When André Bretón arrived here in 1938, his guides included a feisty communist with a unibrow, as famous for her pre-Hispanic wardrobe as for her explicit paintings, and her husband, a frog-faced muralist with a list of sexual conquests as long as his paintbrush. Frida Kahlo and Diego Rivera introduced the French artist to a country of spontaneous 6-hour parades and the newly discovered and mystifying colossal helmeted-head sculptures of the ancient Olmec culture.

If Bretón were to visit today, he would likely find this country no less incredible. Though it is marginally more sedate today, Mexico is still a land where one man can turn the world's attention to the poverty in the steaming southern jungles, never once removing his woolen ski mask; a culture where women dance with flaming candles balanced on their heads; a collection of peoples who affectionately call death "Katrina" and welcome her with flowers, food, and prayer; and a nation where a notorious drug dealer is honored with hit radio songs for escaping prison in a laundry cart. This is the magic that animates the mad and complex Mexican life.

Even everyday activities can be surreal. Naked protesters regularly interrupt traffic on one of the world's busiest avenues, Maya temples serve as the backdrop for train stations, and grown men fly through the air, tethered to a pole, in front of the National Anthropology Museum.

Sundays bring a degree of sanctity, thanks largely to the vast majority of the population that considers itself Catholic. Normally traffic-choked streets and congested plazas are eerily empty on the seventh day, making it virtually impossible to get any work done but wonderful for an aimless stroll.

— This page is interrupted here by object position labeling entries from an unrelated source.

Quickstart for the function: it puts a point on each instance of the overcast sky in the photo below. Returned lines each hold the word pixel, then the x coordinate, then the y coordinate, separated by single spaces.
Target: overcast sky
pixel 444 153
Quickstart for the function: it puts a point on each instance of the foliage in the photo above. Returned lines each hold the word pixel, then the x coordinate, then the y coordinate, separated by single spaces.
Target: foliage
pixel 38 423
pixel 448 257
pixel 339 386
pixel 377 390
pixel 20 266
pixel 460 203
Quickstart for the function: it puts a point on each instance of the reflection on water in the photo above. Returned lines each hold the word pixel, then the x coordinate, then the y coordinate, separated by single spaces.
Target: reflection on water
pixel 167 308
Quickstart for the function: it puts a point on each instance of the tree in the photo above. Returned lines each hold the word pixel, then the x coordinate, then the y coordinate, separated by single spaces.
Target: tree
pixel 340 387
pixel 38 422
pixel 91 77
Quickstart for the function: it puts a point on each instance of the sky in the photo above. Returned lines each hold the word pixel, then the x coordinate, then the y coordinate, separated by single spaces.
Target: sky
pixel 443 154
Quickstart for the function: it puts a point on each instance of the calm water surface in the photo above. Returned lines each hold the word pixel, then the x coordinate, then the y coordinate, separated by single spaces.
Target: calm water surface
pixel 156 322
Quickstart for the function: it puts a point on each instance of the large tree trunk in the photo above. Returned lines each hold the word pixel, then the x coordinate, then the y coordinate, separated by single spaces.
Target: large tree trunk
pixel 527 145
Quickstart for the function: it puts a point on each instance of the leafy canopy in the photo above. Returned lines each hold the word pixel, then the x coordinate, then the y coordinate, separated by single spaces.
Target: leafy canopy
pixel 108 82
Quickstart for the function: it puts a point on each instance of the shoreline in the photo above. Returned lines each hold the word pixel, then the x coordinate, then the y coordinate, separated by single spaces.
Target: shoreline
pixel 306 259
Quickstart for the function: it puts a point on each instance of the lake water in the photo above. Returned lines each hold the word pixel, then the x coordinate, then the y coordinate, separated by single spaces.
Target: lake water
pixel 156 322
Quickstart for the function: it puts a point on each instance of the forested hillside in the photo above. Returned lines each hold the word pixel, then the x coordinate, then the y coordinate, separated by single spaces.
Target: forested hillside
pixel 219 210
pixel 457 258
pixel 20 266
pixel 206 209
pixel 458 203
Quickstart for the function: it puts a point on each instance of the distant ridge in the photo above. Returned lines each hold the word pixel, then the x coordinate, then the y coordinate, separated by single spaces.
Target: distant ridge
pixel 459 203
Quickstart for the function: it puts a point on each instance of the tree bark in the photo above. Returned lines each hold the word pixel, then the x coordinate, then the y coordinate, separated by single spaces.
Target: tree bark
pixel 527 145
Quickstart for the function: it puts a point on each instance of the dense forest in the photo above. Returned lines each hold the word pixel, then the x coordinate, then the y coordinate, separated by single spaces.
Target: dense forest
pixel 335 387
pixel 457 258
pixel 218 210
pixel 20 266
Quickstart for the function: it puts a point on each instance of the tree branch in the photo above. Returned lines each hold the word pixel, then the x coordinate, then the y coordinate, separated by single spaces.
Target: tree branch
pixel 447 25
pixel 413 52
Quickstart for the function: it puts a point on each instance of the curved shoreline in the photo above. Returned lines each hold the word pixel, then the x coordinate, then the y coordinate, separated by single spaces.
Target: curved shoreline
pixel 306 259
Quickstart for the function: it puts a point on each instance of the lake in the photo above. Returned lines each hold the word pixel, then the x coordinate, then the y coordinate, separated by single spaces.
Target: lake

Lately, news about Mexico tends to be fraught with brazen drug violence and political strife. But Mexicans live by the proverb, "No hay mal que por bien no venga" ("There is no bad that comes without good"); even these trying times are sure to reveal their own hidden meaning, eventually.

Mexico moves forward despite the saddening current events. In 2011, a year after celebrating the centennial of the Mexican revolution and the bicentennial of the independence movement, Mexico hosted both the Pan American Games and the FIFA U-17 World Cup, spurring renovation and new construction from Monterrey to Puerto Vallarta to Guadalajara to the capital while looking ahead to electing a new government in 2012.